Simulavr then reports the detected call stacks as threads to GDB and
you can type "thread apply all backtrace" to see call-stacks of the
non-running threads.

Unfortunately GDB's code for unwinding stack is weaker than I
anticipated and the RTOSes I investigated do nonsensical stuff to SP
(in addition to switching threads) confusing the state machine, so the
feature is mostly useless right now. I guess you can rip it of from
the sources.


Regarding the assertion: assert(0 != SP_value)

Startup code in CRT (a C runtime) is expected initialize SPH:SPL to a
sane value - a value that points to RAM. Having SPH:SPL point to 0 (or
anywhere but RAM) indicates problem in simulated AVR code - not a
problem in simulavr iself. Therefore the line should not be an
assertion, it should print a message and pause simulation to allow
user to investigate using GDB. However, as you can see from the
backtrace, the situation is detected quite deep in simulavr and we
have no mechanism to report breakpoints from such depth.

(Also we do not have a mechanism to report multiple
breakpoints/problems triggering on the same instruction, imagine e.g.
an instruction execution accesses memory watched by gdb, a peripheral
detects something wrong at the same time and the next instruction has
an ordinary gdb breakpoint, etc. It is a nice capability to have,
would solve the problem of reporting a problem from the depth.)


Nikita wrote:
> If I do something like that on AvrDevice::GetIOReg it changes the
> behaviour of the program when I test it:
> only each 2nd character entered by the used is actually handled by the
> program
> (I am testing it on examples/simple_ex1 that is also on the website).
> I found a hack to me it work for AvrDevice::GetIOReg by just reading the
> value once in a tmp variable and then using it
> in my leakValue funciton and in the return, like that:

This is because calling RWMemoryMember::operator unsigned char() has a
side-effect of removing a byte from UART peripheral.

IMHO simulavr over-uses operator overloading.
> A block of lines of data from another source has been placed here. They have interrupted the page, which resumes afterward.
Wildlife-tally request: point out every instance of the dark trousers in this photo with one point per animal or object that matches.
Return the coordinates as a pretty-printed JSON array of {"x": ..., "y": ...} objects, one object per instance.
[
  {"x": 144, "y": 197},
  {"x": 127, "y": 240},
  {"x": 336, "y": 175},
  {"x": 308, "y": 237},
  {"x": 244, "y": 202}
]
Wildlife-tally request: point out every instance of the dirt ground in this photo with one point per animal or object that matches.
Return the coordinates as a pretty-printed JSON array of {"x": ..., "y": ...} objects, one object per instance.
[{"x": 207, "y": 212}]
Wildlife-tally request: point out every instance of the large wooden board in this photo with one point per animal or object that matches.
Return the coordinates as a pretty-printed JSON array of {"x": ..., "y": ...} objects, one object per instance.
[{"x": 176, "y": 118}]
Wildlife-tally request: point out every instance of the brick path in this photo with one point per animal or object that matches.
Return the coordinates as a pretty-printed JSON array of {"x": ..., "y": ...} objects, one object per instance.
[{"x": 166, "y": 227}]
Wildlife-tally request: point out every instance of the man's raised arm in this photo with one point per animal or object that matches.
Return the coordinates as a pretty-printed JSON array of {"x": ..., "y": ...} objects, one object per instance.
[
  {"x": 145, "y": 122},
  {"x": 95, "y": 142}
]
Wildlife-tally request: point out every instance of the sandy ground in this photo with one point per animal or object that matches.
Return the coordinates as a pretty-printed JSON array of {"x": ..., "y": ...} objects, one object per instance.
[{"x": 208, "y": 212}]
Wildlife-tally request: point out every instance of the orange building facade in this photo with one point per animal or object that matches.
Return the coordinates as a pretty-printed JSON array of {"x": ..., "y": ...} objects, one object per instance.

The code would be easier
to read if the various operators were changed to a named function. (I
am not against operator overloading in general. They do have a place -
when they are used often enough and when their semantics is obvious
enough.)

Also src/cmd/gdbserver.cpp need to read memory without causing
side-effects (or prevent reading the byte). This is not fixed.